In 2013, Sam Webb, another volunteer and I put together an application to be a part of a PhotoVoice exhibition and were accepted. We were given a 10-15 minute spot to present our project so we created a short video with student interviews to demonstrate the impact of photography & media workshops at SKIP.
More about the event here: http://picsfestival.weebly.com
Supporting Kids in Peru (SKIP) is a community based NGO that works in the impoverished community of El Porvenir, found in the outskirts of Trujillo, Peru. Since 2003, SKIP has promoted a holistic approach to development; fostering the capacity of children and families to be the principal agents of change in their own lives through community outreach and educational programming.
SKIP acknowledges that sustainable social change begins from within a community; our work therefore aims to mobilise this existing energy and facilitate the process of positive community empowerment. In many ways, SKIP’s photography and video workshops are indicative of this process of change.
Over the last three years, these media projects have added value to SKIP’s educational programmes as well as having provided tangible material for increasing organisational visibility and raising awareness of our work and the socioeconomic issues that we aim to address in the community of El Porvenir.
Teaching photography fundamentally compliments the educational ethos at SKIP as participants learn to explore and understand their community with renewed focus and imagination. This in turn helps these young people develop critical thinking skills and opens their eyes to the world around them as well as fostering their capability to communicate their personal realities to a wider audience. These projects have connected the participants with their social and natural environment in new ways; and through this, they have not only documented their lives but also have started to use photography to comment upon them and express their thoughts and ideas on this theme.
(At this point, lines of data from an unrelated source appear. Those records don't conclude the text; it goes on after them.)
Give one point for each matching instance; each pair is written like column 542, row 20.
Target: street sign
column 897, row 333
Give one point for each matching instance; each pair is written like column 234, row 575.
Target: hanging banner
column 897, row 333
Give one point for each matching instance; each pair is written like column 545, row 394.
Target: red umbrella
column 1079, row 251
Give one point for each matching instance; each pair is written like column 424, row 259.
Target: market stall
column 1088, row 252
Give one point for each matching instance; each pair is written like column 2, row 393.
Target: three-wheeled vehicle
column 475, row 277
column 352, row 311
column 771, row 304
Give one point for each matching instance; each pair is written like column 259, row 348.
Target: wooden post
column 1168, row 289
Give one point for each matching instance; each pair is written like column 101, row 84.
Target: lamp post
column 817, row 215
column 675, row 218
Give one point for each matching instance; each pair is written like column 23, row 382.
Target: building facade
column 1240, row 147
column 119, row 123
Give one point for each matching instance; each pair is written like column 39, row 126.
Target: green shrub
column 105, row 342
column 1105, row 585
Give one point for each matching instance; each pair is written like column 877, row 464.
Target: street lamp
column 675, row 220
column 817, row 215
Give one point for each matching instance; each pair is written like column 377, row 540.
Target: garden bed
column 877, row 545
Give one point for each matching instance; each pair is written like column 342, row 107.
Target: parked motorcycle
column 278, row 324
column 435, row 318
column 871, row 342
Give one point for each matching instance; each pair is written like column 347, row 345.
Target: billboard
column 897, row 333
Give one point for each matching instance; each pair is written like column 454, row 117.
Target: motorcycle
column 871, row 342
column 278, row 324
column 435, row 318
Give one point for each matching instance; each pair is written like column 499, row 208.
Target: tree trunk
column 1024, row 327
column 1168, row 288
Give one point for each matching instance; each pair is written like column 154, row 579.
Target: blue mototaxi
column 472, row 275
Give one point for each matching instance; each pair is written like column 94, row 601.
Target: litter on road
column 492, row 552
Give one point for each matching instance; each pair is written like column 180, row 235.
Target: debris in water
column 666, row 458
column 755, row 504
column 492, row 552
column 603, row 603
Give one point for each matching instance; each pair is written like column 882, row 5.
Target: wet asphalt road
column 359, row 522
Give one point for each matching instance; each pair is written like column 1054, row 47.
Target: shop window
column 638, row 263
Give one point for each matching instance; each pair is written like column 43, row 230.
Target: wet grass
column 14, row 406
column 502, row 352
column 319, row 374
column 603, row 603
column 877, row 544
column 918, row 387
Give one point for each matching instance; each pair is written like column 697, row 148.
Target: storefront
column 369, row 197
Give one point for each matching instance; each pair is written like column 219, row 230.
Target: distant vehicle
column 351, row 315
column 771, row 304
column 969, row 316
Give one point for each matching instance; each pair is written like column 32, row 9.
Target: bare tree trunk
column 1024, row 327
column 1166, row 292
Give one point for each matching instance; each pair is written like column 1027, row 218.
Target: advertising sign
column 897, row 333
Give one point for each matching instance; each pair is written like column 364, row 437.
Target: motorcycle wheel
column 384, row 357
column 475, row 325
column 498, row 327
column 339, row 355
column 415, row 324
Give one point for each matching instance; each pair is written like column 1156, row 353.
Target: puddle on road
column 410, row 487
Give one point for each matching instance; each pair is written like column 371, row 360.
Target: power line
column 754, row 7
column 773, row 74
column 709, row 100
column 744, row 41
With about 60% of SKIP families below the national poverty line, participants in the programme face tough social and economic realities. However, these projects have created a platform of sharing that not only highlights the challenges they face but also the positive ways in which these young people work within and challenge their socioeconomic constraints, enriching their personal attitudes and perspectives on the world.
Given the creative nature of SKIP’s media programmes, participants are thus encouraged to share their own stories and lives, rather than working with imposed narratives. Therefore, these are not stories that are feeding into the all the negative aspects of poverty that are often spoken about, of destitution, delinquency and starvation. These stories are showing a thriving community, struggling against the odds to create a better life for themselves and their children. Within this the SKIP children are found struggling with their identity, relation to the world and countless other childhood issues that can be related to the world over.
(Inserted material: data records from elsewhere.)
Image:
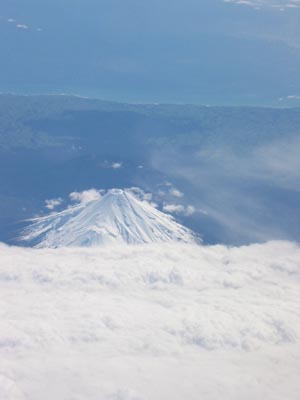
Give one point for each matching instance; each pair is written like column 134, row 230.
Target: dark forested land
column 237, row 166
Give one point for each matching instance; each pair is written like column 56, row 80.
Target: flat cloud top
column 280, row 4
column 138, row 322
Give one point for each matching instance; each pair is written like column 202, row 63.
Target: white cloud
column 86, row 196
column 52, row 203
column 116, row 165
column 145, row 319
column 280, row 5
column 22, row 26
column 175, row 192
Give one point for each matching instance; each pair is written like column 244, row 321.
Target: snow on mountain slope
column 118, row 217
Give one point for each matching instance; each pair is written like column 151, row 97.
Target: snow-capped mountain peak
column 117, row 218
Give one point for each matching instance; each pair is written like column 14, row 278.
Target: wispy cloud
column 86, row 196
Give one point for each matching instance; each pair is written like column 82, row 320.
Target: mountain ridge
column 116, row 218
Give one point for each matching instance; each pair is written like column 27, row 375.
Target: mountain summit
column 117, row 218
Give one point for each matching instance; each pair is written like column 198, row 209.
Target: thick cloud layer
column 150, row 322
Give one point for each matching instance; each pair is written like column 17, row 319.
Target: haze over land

These photographic narratives are therefore telling the world that although there exists high levels of poverty within the community of El Porvenir, there is also hope. Positive social change can only grow from the will of a community and photography has been a means of demonstrating this capacity for change not only to the outside world but also to the young people themselves. This creative endeavor is something that we hope to strengthen and continue to foster in the many years to come.